Com uma surpresa destas o local sofreu rápidas transformações ao acolher tantas pessoas sem a devida estrutura. As famílias ofereciam refeições, as carroças decoradas eram usadas apenas para dormir e adivinhações das cartomantes. As cartomantes sempre vaidosas, gananciosas e curiosas. Sobre elas o Pobretão nada  havia contado. O sucesso logo se fez notar, junto com as desavenças criadas nas consultas.

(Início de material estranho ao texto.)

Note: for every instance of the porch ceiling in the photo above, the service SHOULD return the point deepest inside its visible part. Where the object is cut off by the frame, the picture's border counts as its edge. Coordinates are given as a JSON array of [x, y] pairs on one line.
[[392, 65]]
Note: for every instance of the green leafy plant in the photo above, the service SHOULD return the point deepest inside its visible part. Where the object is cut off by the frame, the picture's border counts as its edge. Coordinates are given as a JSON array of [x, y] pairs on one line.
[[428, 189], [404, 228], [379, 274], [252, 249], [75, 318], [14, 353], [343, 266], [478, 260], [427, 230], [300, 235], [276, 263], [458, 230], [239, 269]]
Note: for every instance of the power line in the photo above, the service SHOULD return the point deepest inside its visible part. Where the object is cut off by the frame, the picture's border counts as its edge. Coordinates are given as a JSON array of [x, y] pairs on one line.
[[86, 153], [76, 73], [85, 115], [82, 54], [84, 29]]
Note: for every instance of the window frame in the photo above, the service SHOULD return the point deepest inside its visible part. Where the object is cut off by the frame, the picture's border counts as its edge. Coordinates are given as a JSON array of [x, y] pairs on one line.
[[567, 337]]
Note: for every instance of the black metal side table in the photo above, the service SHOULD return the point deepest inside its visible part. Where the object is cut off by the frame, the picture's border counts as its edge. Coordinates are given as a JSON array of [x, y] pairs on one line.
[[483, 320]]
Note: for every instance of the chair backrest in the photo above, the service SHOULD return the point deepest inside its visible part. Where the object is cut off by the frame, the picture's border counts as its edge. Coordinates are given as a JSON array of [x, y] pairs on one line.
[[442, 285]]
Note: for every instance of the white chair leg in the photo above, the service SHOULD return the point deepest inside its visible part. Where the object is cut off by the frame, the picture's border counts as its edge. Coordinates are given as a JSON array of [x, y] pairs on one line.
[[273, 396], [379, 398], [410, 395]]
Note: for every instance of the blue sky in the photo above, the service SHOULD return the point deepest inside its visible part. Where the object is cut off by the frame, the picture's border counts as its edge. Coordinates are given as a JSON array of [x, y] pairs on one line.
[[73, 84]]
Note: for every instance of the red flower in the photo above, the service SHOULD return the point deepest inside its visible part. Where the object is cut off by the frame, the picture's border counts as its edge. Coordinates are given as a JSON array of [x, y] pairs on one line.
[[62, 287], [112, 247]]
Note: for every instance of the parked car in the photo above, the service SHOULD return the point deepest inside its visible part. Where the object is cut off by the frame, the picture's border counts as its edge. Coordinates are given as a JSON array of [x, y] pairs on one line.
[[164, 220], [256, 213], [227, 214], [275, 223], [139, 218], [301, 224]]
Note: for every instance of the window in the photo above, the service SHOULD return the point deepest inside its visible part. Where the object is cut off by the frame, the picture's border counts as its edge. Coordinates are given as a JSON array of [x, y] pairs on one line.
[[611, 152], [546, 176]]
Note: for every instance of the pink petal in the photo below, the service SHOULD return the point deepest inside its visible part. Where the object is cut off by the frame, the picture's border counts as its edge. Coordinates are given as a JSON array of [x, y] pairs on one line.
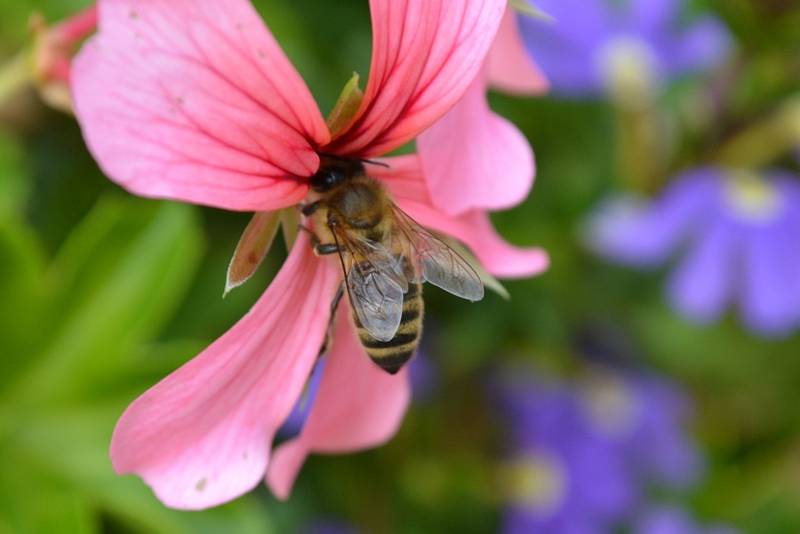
[[357, 406], [509, 64], [202, 435], [474, 158], [195, 101], [407, 186], [425, 53]]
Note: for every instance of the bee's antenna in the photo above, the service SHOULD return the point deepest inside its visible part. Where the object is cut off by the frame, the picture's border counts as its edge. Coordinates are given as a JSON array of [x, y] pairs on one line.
[[373, 162]]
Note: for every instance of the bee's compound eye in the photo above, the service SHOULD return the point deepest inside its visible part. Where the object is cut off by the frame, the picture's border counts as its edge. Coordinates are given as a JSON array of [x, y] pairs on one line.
[[326, 179]]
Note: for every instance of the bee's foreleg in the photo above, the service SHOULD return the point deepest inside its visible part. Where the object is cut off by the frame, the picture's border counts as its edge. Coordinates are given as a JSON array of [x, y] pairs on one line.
[[309, 209], [320, 249], [326, 345]]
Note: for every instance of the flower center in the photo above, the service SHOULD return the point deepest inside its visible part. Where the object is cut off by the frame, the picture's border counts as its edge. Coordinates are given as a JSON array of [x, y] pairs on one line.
[[611, 404], [536, 482], [628, 67], [751, 197]]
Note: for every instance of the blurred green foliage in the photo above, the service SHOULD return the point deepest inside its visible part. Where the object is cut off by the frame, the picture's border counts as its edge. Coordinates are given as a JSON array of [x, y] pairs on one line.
[[102, 294]]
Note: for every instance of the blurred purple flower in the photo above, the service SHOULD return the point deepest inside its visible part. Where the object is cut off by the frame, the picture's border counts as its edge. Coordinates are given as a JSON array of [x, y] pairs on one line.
[[582, 455], [562, 476], [329, 526], [294, 423], [423, 376], [588, 38], [741, 233], [670, 520], [646, 416]]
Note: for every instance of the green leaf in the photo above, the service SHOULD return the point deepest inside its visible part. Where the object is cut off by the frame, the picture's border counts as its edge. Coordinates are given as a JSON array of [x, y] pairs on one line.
[[72, 445], [346, 107], [527, 8], [121, 275], [252, 248], [14, 185], [23, 292]]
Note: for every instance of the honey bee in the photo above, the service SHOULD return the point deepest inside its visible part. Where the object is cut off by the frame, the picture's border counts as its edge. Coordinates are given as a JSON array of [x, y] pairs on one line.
[[385, 257]]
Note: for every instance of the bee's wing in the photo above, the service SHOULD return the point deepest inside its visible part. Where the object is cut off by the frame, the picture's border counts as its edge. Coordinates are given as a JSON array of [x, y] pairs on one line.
[[431, 260], [375, 284]]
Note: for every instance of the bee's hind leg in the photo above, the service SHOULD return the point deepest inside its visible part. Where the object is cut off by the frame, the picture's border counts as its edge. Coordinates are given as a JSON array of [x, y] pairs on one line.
[[326, 345]]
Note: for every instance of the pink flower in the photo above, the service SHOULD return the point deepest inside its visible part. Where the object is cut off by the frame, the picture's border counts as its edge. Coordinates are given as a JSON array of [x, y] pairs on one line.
[[479, 146], [195, 101]]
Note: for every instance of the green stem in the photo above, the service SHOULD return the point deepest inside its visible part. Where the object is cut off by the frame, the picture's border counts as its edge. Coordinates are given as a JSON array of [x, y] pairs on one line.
[[15, 75], [764, 142]]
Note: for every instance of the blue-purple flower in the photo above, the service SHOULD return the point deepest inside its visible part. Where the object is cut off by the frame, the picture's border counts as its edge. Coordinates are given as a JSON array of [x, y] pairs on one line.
[[590, 40], [561, 475], [671, 520], [583, 455], [737, 234], [646, 417]]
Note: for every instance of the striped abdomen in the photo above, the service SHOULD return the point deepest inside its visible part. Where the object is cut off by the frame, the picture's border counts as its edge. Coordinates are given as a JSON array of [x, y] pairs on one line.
[[393, 354]]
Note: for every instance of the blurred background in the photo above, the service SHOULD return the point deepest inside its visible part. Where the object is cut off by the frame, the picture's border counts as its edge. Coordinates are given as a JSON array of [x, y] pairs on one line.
[[611, 394]]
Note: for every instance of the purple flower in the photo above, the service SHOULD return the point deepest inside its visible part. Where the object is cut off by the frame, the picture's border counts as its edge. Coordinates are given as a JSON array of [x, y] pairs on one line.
[[589, 39], [582, 455], [294, 423], [561, 476], [740, 235], [330, 526], [670, 520], [423, 375], [646, 417]]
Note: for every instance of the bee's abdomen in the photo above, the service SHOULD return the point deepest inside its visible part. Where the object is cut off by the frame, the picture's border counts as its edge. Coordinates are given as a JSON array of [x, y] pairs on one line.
[[393, 354]]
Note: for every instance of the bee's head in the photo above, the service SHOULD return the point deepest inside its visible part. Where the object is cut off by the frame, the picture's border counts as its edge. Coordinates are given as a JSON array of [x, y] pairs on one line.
[[333, 172]]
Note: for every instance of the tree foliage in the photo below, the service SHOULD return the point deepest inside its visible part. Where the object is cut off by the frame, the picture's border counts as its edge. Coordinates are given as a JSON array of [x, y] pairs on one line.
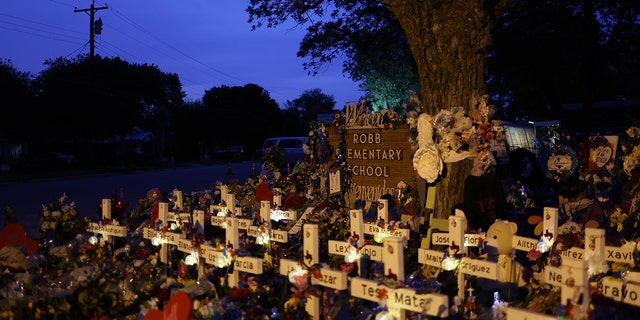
[[101, 97], [448, 40], [247, 108], [363, 35], [15, 98], [546, 53], [311, 103]]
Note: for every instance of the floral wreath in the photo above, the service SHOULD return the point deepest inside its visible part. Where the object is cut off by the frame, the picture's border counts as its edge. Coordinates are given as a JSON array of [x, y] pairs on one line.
[[561, 163]]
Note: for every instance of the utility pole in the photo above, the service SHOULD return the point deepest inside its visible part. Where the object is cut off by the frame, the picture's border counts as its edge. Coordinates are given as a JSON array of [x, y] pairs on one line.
[[92, 10]]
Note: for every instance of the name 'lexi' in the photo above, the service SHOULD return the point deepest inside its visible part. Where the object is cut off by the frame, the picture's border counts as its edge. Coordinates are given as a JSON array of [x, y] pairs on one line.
[[374, 154]]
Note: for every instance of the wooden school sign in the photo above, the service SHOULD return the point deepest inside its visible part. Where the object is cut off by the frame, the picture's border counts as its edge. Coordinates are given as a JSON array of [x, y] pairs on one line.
[[380, 158]]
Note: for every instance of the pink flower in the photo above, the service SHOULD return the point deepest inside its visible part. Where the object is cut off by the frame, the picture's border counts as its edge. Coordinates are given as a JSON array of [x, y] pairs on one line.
[[347, 267], [301, 282], [534, 254]]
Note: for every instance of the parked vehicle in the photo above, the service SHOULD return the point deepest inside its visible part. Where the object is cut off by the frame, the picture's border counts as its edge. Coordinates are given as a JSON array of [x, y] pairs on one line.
[[292, 148], [54, 158], [231, 153]]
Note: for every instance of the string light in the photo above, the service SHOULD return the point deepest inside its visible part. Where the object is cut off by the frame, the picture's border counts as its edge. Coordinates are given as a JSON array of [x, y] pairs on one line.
[[450, 263], [278, 215], [352, 254], [385, 315], [191, 259]]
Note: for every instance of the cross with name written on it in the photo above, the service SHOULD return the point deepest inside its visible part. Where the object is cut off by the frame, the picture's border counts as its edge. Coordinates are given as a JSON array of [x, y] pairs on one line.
[[380, 156]]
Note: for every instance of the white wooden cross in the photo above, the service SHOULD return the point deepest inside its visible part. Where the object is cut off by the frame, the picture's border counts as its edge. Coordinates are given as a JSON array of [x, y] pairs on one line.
[[108, 231], [398, 300], [214, 255], [356, 231], [329, 278], [160, 237], [383, 216]]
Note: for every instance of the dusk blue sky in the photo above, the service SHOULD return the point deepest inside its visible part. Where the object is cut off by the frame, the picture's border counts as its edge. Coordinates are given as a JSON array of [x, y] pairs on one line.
[[208, 43]]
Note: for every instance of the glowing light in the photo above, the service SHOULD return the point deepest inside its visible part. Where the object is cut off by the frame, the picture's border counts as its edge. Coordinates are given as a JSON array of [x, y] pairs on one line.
[[295, 273], [278, 215], [262, 239], [222, 212], [380, 235], [352, 254], [191, 259], [156, 240], [543, 246], [385, 315], [450, 263]]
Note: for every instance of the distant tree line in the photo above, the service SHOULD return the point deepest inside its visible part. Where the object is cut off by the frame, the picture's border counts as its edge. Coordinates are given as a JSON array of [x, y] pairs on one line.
[[78, 105]]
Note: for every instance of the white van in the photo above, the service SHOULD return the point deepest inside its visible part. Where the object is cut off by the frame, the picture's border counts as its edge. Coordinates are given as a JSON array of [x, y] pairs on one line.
[[293, 151]]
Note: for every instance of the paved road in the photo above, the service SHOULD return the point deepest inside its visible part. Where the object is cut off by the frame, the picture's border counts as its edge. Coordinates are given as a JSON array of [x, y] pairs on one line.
[[26, 198]]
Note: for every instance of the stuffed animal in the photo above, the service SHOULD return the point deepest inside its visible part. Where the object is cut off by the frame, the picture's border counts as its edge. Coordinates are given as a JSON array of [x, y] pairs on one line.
[[498, 245]]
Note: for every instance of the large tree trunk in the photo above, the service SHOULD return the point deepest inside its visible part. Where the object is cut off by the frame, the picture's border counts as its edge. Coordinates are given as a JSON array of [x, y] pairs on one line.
[[448, 39]]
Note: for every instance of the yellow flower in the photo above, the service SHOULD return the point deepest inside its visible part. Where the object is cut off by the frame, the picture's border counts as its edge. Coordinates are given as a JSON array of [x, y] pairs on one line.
[[292, 304]]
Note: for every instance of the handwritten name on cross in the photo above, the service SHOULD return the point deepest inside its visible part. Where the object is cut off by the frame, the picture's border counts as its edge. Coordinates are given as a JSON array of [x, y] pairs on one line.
[[398, 300], [356, 230], [107, 230], [329, 278], [160, 237]]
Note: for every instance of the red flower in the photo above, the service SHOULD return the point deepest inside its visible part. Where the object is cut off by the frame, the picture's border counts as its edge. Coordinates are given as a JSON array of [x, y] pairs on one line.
[[239, 293], [141, 253]]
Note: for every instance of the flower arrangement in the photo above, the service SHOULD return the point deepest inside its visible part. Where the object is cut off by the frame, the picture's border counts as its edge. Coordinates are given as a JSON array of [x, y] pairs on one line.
[[622, 227], [460, 135], [631, 154], [61, 217]]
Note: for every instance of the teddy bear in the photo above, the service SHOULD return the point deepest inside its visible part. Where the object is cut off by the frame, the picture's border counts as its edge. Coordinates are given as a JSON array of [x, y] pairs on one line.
[[498, 247]]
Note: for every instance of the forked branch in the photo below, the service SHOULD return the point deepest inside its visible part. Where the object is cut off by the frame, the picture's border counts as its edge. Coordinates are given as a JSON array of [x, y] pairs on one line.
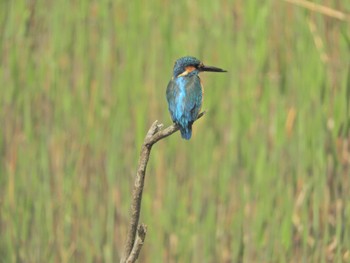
[[137, 232]]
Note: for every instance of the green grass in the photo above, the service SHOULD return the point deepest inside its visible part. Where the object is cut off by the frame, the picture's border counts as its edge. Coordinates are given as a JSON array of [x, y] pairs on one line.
[[265, 176]]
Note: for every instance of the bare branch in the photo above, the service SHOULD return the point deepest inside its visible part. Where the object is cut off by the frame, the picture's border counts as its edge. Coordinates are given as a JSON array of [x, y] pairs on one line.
[[135, 240], [141, 234]]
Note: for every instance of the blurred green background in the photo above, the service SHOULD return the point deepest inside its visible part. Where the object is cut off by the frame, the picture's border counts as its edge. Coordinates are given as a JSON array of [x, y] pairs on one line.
[[265, 177]]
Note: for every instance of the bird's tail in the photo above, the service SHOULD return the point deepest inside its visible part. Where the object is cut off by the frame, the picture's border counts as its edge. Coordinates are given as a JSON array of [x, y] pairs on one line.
[[186, 132]]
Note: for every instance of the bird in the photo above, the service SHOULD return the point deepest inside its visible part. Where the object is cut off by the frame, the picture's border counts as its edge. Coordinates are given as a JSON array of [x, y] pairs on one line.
[[184, 92]]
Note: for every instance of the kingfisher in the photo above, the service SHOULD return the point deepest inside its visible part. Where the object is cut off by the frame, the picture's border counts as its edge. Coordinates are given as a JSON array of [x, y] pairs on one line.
[[185, 92]]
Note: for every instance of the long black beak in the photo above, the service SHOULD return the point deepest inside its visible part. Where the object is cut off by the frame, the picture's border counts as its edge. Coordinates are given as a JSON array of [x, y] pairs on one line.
[[210, 69]]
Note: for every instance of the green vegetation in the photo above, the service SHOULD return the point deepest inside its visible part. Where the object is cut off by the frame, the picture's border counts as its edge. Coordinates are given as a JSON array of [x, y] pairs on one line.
[[265, 177]]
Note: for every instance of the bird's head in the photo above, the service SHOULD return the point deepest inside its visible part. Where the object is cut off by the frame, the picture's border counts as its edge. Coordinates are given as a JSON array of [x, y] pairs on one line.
[[191, 65]]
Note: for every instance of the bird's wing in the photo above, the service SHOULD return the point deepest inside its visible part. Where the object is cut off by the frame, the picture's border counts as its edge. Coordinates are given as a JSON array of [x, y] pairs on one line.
[[184, 98], [171, 93], [193, 98]]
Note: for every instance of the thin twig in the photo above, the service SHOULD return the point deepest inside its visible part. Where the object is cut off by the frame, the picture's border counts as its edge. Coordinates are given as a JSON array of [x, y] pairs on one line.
[[136, 238]]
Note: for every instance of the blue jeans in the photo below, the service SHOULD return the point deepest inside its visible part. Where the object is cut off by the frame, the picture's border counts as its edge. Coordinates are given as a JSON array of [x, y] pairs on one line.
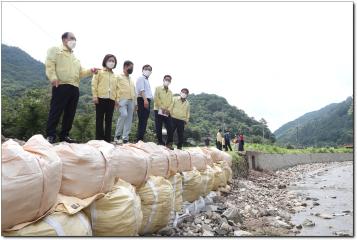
[[125, 119]]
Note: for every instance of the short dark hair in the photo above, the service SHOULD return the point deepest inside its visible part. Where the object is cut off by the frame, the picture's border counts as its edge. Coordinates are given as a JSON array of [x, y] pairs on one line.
[[146, 65], [106, 59], [127, 63], [168, 76], [185, 89], [65, 35]]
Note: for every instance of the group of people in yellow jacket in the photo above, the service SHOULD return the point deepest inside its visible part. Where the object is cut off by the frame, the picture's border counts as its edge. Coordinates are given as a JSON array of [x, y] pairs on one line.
[[111, 91]]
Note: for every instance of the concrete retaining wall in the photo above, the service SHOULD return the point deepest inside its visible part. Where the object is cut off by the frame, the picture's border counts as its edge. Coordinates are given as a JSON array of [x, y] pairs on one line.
[[265, 161]]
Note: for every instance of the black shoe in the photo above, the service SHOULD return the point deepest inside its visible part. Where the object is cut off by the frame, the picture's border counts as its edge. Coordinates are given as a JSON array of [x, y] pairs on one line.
[[51, 139], [69, 140]]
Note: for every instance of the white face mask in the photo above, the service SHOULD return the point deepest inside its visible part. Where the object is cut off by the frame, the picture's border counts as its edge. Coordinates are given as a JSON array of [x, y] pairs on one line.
[[146, 73], [110, 64], [71, 44], [166, 83], [183, 95]]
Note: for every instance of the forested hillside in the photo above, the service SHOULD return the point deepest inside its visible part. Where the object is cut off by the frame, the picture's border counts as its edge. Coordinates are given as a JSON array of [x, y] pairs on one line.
[[26, 97]]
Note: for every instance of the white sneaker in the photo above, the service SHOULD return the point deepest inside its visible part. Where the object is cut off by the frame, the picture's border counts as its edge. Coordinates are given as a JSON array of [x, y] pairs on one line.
[[118, 141]]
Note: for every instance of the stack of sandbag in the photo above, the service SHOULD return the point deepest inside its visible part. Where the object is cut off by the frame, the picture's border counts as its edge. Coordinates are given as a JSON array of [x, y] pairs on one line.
[[129, 164], [176, 182], [192, 185], [56, 224], [118, 213], [206, 153], [31, 179], [184, 160], [86, 171], [198, 160], [161, 152], [159, 162], [156, 204], [207, 177]]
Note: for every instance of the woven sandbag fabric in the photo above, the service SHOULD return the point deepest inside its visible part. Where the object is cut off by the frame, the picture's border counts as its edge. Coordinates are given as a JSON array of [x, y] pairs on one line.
[[31, 179], [192, 185], [207, 154], [184, 160], [227, 171], [198, 159], [156, 203], [219, 177], [118, 213], [176, 182], [127, 163], [207, 180], [85, 170], [160, 163], [56, 224]]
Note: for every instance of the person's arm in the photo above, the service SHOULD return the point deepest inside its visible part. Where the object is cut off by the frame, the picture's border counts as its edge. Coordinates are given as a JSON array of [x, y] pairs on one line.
[[95, 88], [157, 98], [50, 65], [187, 113], [141, 88]]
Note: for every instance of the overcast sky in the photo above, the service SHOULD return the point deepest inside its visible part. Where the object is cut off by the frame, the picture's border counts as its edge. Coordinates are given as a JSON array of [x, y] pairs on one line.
[[277, 60]]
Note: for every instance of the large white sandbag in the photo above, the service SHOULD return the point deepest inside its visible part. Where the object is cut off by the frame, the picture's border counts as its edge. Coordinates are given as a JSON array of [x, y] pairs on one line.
[[184, 160], [86, 171], [118, 213], [133, 165], [156, 203], [56, 224], [31, 180], [198, 160]]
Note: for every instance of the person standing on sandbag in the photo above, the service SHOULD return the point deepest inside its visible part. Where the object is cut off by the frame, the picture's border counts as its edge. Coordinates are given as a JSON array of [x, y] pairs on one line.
[[144, 98], [127, 103], [162, 102], [180, 113], [105, 88], [64, 71]]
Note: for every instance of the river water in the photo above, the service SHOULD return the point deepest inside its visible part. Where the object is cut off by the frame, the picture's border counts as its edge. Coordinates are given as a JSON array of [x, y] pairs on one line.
[[331, 188]]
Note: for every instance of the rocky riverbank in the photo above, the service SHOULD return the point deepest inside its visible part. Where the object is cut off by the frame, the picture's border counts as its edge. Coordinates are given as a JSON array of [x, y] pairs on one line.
[[260, 205]]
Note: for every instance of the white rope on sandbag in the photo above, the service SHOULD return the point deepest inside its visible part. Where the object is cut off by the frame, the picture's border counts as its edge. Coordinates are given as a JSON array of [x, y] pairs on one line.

A vila se modificava aos poucos. O Pobretão sequer foi lembrado pelos habitantes envoltos na real beleza circense. No dia da estréia – que tanto anunciava em suas chamadas – “é GRÁTIS, venham todos!” – foi pisoteado. Socorrido por um jovem aprendiz de mágico que cuidava da entrada, este o levou para a carroça onde os artistas se preparavam. Recebeu um bom banho na tina e o vestiram com a capa de mágico. Aparentavam a mesma idade.

O dono do circo, ao ser avisado de um novo mágico em seu circo, não tardou em conhecê-lo. Homem rígido, de poucas palavras exigia muito dos artistas, cujo pagamento incerto dependia da bilheteria.

Ao ser apresentado ao Pobretão, sequer levantou os olhos, apenas ouviu a voz ao perguntar seu nome – “Pobretão” – foi o que ouviu. Julgando estar sendo vítima de deboche, rápido desenrolou o chicote. O aprendiz de mágico reteve sua mão no ar berrando pela primeira vez – “Não lhe ponha a mão, ele é o meu irmão, seu filho desaparecido no acidente do desfiladeiro. Soubemos que é um andarilho contador de histórias sobre circo, que levou o povo deste lugarejo a sonhar e acreditar nas suas histórias, muitos conseguiam visualizar um circo que não exista. Meu pai  aceite-o como ele está, embora desfigurado a sua voz é igual a de mamãe.”

Ele se lembrou do tempo que era um trapezista e sua amada confiava que seus braços a sustentariam no ar. Chorou. O chamou pelo nome – “Paulinho, Paulinho”. O encontro modificou a família circense. O circo se tardou acampado mais do esperado pela prefeitura. O movimento cresceu e todos prosperaram.


A vila teve muitas histórias para contar antes de se transformar na Cidade dos Milagres.  Os frequentadores da pracinha, sem a ilusão do circo que fazia com que seus olhos brilhassem tristes ficaram sem nada ver. Imploravam por um contador de histórias.